Notre avis : Pour ce qu’il savait être sans doute son dernier film Raúl Ruiz s’est inspiré de nouvelles [1] d’un écrivain chilien qui lui était particulièrement cher, Hernán del Solar, dont les fictions, dit-il dans sa note d’intention, font coexister le quotidien et l’onirique, la tendresse et la cruauté, les évocations littéraires et l’omniprésence de l’univers de l’enfance et exigent, à la fois, d’y croire et de cesser d’y croire.
Il définissait ainsi fort bien l’essence de son propre cinéma : une rêverie sans fin
qui, annulant les frontières entre ce qui est et ce qui pourrait être, juxtaposant ce qui a déjà eu lieu et ce qui va advenir, n’avait aucune raison de s’interrompre à la mort de son auteur.
- La noche de enfrente (Ruiz 2011/2012)
En effet, comme dans les autres films de Ruiz, le temps n’existe pas dans cette nuit en plein jour où il est toujours midi. C’est l’heure que les réveils, cachés dans un cartable ou sous les bureaux, ne cessent de sonner dans la classe composée d’élèves de tous âges (celui qu’ils ont eu ou celui qu’ils auront un jour) assistant aux cours de traduction de l’écrivain Giono ou de son double qui s’est installé dans une ville chilienne où il n’y a rien, attiré simplement par ce nom étrange : Antofagosta.
Giono, le vrai, aurait un jour, par jeu, émis ce voeu (celui de finir ses jours à Antofagosta) et Ruiz l’a, comme on dit, pris au mot.
Car les mots sont magiques ici, par exemple celui de rhododendron, répété avec délectation et affectueusement attribué à un personnage en guise de sobriquet.
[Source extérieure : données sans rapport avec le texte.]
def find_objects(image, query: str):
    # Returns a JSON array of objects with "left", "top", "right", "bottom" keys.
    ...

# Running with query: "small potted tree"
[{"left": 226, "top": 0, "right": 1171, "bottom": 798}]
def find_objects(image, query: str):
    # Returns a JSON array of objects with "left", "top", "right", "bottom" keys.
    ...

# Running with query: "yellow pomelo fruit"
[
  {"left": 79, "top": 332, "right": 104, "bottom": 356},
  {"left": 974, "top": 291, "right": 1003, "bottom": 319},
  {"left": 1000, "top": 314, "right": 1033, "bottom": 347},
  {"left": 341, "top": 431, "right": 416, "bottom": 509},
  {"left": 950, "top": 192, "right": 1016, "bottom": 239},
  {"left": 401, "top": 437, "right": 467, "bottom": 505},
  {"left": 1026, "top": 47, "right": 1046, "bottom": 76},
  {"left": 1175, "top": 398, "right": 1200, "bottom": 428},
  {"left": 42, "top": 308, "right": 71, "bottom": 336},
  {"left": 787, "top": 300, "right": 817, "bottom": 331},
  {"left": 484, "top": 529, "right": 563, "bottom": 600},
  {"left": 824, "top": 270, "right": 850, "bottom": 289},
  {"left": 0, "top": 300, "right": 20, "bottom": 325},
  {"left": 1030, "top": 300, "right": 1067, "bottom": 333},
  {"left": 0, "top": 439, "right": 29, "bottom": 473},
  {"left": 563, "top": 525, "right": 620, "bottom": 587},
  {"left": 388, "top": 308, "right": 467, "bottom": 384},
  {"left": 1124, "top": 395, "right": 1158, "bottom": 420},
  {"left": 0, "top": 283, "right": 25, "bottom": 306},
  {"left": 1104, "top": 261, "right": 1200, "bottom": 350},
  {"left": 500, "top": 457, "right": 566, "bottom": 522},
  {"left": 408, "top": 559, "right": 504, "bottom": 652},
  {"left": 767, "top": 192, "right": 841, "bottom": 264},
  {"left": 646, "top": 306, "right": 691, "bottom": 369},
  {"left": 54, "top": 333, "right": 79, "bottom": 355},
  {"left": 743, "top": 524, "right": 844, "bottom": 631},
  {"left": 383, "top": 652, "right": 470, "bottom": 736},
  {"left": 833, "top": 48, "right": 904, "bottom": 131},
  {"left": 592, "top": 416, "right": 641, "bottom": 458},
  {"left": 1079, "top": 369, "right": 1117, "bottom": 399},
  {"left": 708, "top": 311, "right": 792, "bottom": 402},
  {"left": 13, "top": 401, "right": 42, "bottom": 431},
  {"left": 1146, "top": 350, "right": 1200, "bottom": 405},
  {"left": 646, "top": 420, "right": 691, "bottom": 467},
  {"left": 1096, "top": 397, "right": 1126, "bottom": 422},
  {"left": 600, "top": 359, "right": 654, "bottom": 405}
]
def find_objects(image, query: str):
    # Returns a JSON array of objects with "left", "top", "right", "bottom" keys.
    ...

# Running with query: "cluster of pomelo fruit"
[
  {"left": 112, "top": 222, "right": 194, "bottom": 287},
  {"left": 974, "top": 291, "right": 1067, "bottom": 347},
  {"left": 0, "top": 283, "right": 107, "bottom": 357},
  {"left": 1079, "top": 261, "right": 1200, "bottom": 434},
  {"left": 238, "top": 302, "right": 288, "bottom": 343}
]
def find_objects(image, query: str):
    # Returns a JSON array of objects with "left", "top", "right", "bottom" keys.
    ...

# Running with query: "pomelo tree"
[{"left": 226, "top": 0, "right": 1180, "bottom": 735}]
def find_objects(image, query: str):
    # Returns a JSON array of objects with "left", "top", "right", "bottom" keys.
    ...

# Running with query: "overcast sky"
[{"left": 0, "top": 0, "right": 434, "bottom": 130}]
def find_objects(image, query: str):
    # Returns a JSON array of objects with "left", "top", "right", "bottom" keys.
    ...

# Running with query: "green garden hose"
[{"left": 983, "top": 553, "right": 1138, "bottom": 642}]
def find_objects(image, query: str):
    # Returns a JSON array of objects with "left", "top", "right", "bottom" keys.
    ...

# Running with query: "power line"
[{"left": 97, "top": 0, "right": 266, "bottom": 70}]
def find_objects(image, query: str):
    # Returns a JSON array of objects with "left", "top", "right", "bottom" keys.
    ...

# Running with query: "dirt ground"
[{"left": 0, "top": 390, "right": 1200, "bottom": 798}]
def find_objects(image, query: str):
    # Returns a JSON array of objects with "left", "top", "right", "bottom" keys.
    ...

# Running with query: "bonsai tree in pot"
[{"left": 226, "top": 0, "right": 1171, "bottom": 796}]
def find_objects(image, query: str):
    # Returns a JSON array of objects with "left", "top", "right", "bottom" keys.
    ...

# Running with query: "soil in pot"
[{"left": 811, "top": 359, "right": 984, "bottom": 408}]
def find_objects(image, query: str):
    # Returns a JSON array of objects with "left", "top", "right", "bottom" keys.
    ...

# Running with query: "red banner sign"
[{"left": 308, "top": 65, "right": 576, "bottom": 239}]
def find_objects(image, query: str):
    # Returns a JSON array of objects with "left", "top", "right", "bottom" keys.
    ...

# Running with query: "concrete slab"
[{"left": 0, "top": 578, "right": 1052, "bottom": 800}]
Leur pouvoir d’évocation est plus fort que celui des images aux teintes pastel qui semblent toujours frappées d’irréalité (le rose incroyable des murs du bureau où le protagoniste passe ses journées dans une apparente oisiveté en attendant la retraite).
- La noche de enfrente (Ruiz 2011/2012)
La magie des jeux de langage et des réminiscences littéraires commandent l’avancée, ou plutôt le sur-place, d’un scénario qui ignore superbement les règles hollywoodiennes du crescendo dramatique et du suspense. On remarquera d’ailleurs que lorsque les personnages entrent dans une salle de cinéma ils voient à l’écran un bout-à-bout de séquences extraites de divers vieux films sans lien entre eux.
Ruiz a souvent déclaré que que ça ne le dérangeait pas que les spectateurs s’endorment pendant la projection. La vision de La noche enfrente peut effectivement engendrer, après le délicieux vertige des superbes premières séquences, une espèce de douce léthargie, fort agréable au demeurant.
- La noche de enfrente (Ruiz 2011/2012)
Le foisonnement même de motifs et d’idées, l’abondance de trouvailles verbales et visuelles peut créer un effet de saturation, une impression de monde fermé sur lui-même et manquant un peu de vent à l’intérieur (pour reprendre une expression du film).
Mais l’esprit, quelque part, restera toujours en éveil et s’enchantera de cette délicieuse plongée dans un univers parallèle, celui d’une enfance perpétuelle.
- La noche de enfrente (Ruiz 2011/2012)
[1] En particulier du recueil La noche enfrente, publié en 1952, qui donne d’ailleurs son titre au film.